If that's an accurate representation of what happened, that sounds like a shitty union that's insufficiently understanding of the reality that efficiencies improve the bottom line in ways that workers can benefit from, too. Maybe, then, one should engage in that dreaded politics and make it better--because on the flip side, "personal agency" for a worker is just as likely to be "RTO and work late and no raises this year".

Only outliers ever win by atomization--and as somebody with a track record of being an outlier and operating successfully in atomized environments, I'd certainly rather not have my entire technical career be a high-wire act because companies can get away with it!

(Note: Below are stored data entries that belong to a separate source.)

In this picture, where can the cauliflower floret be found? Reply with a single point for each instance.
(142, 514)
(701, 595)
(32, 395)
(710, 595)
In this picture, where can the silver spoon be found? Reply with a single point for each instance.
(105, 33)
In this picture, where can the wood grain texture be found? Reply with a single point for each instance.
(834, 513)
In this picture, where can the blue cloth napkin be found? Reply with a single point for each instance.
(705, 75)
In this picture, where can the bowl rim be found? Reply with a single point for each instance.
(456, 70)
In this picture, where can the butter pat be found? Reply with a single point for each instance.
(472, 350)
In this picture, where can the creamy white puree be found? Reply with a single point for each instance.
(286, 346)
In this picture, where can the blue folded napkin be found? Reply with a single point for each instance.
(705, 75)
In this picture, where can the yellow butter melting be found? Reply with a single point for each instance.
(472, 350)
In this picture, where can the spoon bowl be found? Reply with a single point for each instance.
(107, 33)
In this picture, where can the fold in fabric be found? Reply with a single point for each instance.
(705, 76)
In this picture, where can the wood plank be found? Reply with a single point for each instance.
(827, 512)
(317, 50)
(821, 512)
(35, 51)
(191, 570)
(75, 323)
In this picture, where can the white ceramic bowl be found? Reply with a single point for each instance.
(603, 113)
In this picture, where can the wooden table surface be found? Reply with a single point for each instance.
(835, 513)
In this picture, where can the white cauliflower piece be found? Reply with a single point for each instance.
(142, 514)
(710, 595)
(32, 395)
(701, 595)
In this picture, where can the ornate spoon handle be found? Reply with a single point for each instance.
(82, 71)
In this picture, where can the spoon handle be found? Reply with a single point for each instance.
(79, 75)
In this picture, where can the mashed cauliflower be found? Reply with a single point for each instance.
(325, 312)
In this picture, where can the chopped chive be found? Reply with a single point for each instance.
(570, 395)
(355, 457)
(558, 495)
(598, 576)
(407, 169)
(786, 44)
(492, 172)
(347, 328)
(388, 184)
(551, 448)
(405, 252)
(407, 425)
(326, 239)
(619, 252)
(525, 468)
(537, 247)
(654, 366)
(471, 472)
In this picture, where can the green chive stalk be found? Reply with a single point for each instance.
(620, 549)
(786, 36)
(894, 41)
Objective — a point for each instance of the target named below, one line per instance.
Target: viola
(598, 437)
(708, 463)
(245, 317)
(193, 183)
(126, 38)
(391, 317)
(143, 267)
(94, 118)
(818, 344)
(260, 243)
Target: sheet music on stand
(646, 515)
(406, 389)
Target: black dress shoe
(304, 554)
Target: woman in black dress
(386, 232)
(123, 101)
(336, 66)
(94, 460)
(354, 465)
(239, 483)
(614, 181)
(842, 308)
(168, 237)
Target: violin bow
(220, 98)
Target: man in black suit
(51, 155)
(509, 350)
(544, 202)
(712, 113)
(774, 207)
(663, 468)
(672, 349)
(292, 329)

I do not know what RTO is, but her union is certainly shitty - and still doesn't give raises. And your advice of "in addition to taking on the job of training these artists, and doing extra work to integrate with their sub-par assets, you should take on the job of a politician too, then you'd see how great unions are!" doesn't really gel. Some people want to just have a conversation with their boss about what work they want, not take up three new jobs they don't want because "The Guild" gave them a shitty contract.


I'm just trying to understand why on earth you wrote "gang up" here.

The corporation has an HR department. Usually, this consists of more than one person. The corporation has a hell of a lot more money, legal resources, (money is speech, my friend) and so on than you do. Why isn't it obvious... the most natural thing in the world... That you would also want more than just you on your side?

This is like saying "why did you join an army instead of just fighting the bad guys single-handed?"

I must be missing something here, because you said this and everybody just went along with it like "oh yeah why would we do that? when this seems like asking "Why did you start a company with your friend to gang up on that new project you guys were talking about instead of just doing it yourself?" Totally, completely confused.


I've been lucky, I guess. I've never felt like I was working for the "bad guys."


As usual, the anti-union argument on HN is "The rest of you shouldn't put up lion defenses to protect you because I'm strong enough to fight off a lion and the fences would just get in my way".

Hopefully for you, your luck holds, and you never get ill/weak/sick/unable to fight lions. Like everyone else does eventually.


(Shrug) The site is run by a VC fund, and is intentionally (but increasingly ineffectively) geared towards an audience of people interested in, or actively working on, startup companies. Is this really the best place to sell the whole "dark Satanic mills" schtick?